YqeK isolated from cells grown in LB or M9-Fe media. All activity assays were carried out in 25 mM of CHES and 100 mM of KCl at a pH of 9.0 unless otherwise stated. The pH for the activity assays was selected on the basis of a pH screen, under which both Ca and Bh YqeK exhibited maximal activity at pH 9 (Figure S1). The reactions contained 15 nM Bh or Ca YqeK and 0.25 mg/mL of bovine serum albumin (BSA, Chatswood, Australia). Hydrolysis of Ap4A by Bh or Ca YqeK was examined under the following three different redox conditions: oxidized (treated with 1 mM H₂O₂ for 10 min), as-isolated, and reduced (treated with 2 mM sodium dithionite for 10 min). Activity assays of the dithionite-reduced YqeK were carried out under O₂-free conditions in an anaerobic glovebox. Reactions were initiated with 300 μM of Ap4A and stopped after 5 min by the addition of 0.6 M of HClO₄. The samples were then neutralized with the addition of 0.8 M of K₂CO₃. The samples were then centrifuged at 17,000× g for 10 min, and the supernatant was filtered with a 0.22 μM nylon Spin-X Centrifuge Filter (Corning Inc, Corning, NY, USA). The filtered samples were analyzed on a 1260 Infinity Liquid Chromatography system (Agilent, Santa Clara, CA, USA) equipped with a reverse-phase C18-A Polaris column (Agilent, particle size of 5 μm, 150 mm × 4.6 mm) by monitoring the absorbance at 254 nm. The reaction products and substrates were eluted with a linear gradient using a water-based mobile phase consisting of 10 mM of KH₂PO₄ and 10 mM of tetrabutylammonium hydroxide (TBAH) at a pH of 6.0 and an organic-based mobile phase containing 10 mM of TBAH in methanol. The relative integrated peak intensities were used to quantify Ap4A and ADP concentrations, accounting for their different extinction coefficients, 25.4 and 15.4 mM⁻¹ cm⁻¹, respectively, as well as for the stoichiometry of the reaction (i.e., the hydrolysis of one molecule of Ap4A results in two molecules of ADP). The actual concentrations of the two nucleotides were calculated by considering that the sum of the integrated peak intensities (accounting for the different extinction coefficients) should correspond to the initial concentration of Ap4A in the reaction and that the ADP formed or Ap4A consumed is the fractional ratio of its integrated peak intensity to the sum of the intensities, respectively.

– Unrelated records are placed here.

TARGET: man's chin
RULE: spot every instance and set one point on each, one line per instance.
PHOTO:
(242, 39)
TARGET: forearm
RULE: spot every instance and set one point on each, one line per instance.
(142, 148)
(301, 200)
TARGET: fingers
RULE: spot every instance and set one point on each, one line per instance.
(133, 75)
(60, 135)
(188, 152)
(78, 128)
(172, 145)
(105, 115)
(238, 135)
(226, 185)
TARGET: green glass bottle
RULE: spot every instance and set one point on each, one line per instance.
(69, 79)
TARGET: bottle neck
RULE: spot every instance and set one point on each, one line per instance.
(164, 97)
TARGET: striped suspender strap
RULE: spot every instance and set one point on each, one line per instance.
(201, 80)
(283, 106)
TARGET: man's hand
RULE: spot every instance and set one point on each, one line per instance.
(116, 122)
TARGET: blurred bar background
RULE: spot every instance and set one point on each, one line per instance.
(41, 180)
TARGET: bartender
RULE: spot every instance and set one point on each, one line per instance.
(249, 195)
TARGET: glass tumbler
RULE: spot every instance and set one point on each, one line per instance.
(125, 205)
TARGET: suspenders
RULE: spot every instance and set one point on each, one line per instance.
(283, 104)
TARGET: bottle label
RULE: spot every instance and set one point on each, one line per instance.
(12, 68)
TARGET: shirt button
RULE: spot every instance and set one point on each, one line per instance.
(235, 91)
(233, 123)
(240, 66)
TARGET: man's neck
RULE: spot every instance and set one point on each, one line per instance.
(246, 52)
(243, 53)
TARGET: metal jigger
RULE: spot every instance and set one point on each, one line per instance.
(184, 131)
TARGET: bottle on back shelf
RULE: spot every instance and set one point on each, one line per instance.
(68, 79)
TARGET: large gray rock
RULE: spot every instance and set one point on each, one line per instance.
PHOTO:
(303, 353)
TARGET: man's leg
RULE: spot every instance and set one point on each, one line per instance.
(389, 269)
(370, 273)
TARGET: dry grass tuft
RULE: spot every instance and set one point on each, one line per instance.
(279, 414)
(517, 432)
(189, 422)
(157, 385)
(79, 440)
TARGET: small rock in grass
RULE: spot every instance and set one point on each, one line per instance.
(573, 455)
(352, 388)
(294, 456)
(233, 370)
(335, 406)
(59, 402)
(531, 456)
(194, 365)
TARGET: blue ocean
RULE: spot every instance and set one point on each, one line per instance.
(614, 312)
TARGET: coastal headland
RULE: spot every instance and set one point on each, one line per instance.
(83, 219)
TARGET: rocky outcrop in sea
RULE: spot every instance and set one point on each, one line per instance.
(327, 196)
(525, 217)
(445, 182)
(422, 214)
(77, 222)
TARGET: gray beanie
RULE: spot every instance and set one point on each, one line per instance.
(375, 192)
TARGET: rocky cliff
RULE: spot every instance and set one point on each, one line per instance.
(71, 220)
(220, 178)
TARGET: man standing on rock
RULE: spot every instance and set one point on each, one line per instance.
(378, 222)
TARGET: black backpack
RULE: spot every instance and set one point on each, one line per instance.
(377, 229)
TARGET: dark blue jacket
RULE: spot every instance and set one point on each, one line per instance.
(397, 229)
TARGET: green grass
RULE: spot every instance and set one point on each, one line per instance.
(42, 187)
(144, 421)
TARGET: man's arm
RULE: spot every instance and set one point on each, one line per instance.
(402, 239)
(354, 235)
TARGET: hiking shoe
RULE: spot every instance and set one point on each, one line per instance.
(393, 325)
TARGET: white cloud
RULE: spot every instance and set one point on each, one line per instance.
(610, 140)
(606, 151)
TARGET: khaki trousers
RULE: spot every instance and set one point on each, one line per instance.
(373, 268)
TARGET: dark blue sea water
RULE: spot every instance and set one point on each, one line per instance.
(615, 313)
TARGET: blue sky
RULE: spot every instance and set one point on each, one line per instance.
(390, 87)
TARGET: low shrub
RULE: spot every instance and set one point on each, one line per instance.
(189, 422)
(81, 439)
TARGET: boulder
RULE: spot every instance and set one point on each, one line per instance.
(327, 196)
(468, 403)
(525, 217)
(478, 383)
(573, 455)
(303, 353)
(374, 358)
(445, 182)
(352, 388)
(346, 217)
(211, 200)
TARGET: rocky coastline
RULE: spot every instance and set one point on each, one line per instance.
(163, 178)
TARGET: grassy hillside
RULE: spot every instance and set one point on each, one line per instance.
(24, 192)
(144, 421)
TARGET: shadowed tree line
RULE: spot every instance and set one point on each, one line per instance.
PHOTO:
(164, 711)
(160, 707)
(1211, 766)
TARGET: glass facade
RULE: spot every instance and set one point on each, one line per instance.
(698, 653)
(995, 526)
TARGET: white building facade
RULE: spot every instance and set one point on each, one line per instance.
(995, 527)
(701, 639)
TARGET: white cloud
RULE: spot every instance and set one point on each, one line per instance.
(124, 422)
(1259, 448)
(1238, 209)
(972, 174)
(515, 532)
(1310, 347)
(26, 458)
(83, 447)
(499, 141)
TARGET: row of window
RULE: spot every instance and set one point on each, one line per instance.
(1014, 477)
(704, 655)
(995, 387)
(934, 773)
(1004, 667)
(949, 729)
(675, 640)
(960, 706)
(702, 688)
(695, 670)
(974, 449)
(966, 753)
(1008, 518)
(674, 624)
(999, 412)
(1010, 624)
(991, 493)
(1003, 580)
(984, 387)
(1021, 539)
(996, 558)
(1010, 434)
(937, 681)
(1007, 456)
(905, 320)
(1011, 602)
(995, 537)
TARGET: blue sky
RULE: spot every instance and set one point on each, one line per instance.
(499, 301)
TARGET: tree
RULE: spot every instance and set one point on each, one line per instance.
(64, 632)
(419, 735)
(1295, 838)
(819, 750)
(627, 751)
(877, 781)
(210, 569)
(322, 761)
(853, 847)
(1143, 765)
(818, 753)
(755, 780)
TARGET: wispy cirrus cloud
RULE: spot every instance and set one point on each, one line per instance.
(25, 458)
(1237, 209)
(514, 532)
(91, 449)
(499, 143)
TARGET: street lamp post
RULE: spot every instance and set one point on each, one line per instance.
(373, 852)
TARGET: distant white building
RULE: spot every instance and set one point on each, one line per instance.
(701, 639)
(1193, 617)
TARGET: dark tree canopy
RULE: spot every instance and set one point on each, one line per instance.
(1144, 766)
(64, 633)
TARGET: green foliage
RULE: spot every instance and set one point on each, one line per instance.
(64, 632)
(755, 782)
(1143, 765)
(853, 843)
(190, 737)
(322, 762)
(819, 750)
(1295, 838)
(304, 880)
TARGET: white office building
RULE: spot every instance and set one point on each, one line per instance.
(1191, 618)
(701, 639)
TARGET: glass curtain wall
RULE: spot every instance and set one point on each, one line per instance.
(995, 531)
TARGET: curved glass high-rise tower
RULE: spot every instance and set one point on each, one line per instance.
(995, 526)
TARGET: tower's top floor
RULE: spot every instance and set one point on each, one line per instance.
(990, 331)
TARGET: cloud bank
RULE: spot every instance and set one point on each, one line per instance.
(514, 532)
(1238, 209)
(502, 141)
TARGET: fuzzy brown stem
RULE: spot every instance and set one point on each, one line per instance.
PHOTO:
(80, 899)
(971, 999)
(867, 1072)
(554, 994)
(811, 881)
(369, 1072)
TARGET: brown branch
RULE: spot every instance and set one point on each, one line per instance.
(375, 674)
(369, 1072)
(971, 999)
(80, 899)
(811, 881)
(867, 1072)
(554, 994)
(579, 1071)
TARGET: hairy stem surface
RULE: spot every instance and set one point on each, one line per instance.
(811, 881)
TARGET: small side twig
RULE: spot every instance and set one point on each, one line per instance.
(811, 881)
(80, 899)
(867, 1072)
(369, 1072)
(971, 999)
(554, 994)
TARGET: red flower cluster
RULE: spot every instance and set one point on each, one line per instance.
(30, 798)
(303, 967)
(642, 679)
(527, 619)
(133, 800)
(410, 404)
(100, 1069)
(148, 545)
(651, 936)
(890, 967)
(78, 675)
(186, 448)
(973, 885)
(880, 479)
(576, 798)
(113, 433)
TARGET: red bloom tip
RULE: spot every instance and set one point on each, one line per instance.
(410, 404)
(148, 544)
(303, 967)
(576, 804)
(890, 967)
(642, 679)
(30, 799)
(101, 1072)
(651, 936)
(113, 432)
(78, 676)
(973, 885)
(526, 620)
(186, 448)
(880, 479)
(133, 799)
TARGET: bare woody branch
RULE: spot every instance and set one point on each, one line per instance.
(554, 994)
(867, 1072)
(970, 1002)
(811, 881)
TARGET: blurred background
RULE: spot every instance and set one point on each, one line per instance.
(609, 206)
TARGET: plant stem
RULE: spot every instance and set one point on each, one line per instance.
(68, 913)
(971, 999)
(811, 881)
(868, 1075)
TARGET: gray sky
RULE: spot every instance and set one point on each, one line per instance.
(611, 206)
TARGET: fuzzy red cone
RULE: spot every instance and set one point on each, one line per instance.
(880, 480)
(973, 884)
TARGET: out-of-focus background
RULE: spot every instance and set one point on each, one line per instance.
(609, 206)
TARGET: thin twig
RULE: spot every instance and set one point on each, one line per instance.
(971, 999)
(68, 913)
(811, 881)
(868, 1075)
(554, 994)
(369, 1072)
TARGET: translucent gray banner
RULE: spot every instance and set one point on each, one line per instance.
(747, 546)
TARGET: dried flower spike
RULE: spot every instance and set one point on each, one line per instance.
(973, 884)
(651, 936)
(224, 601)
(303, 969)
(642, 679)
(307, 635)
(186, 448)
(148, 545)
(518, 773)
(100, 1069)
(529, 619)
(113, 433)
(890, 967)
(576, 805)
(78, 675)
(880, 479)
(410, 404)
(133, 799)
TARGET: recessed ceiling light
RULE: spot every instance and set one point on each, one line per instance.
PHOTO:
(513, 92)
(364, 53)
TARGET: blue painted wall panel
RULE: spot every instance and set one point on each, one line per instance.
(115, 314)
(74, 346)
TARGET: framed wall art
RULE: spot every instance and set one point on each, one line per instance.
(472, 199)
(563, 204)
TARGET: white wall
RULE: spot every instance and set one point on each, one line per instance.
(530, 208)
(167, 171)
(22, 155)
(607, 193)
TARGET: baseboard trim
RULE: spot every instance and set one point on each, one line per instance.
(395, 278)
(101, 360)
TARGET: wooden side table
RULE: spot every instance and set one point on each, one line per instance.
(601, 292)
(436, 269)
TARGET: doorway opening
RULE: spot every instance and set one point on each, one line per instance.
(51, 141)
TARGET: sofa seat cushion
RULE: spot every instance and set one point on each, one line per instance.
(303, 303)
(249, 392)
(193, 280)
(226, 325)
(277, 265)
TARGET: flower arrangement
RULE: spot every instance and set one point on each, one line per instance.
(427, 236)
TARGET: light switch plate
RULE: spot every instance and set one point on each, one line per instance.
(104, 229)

Time-dependent Ap4A hydrolysis by the M9-Fe YqeK forms. To estimate the apparent rate of hydrolysis by the M9-Fe enzyme forms under different redox conditions, we carried out time-dependent assays at saturating substrate concentrations (two orders of magnitude higher than the reported K_M for Ap4A) [3,23]. For the M9-Fe proteins, all reactions were performed in the anaerobic glovebox with degassed buffers. The M9-Fe Bh YqeK and Ca YqeK (25 nM) were assayed either in the presence of sodium ascorbate (1 μM) or dithionite (2 mM). The samples were quenched, neutralized, filtered, and analyzed as described above.

5. Conclusions

Ap4A is a stress metabolite of growing interest due to its potential as a target for antibiotic resistance therapies. YqeK is the major Ap4A hydrolase in Gram-positive bacteria and increases the ability of bacteria to cope with stress. We characterized YqeKs from two different environmental niches, the facultative aerobe Bh and the obligate anaerobe Ca, and showed that both utilize Fe-based metal active sites for hydrolysis. While Fe is a common trait of the chemical makeup of their active sites, Bh YqeK has adopted two strategies that allow for sustained activity under more oxidative conditions. The more O₂-tolerant hydrolysis is afforded by either the preferential incorporation of Fe–Zn mixed-metal sites (i.e., Fe–Zn) or upshifted reduction potentials of the diiron sites (Fe–Fe). The present results further our understanding of the adaptation of YqeK hydrolases to more oxidative environments in aerobic bacteria and demonstrate an evolutionary tuning of the metal preference and redox potentials of bimetallic Fe-based cofactors to endorse their catalytic capabilities.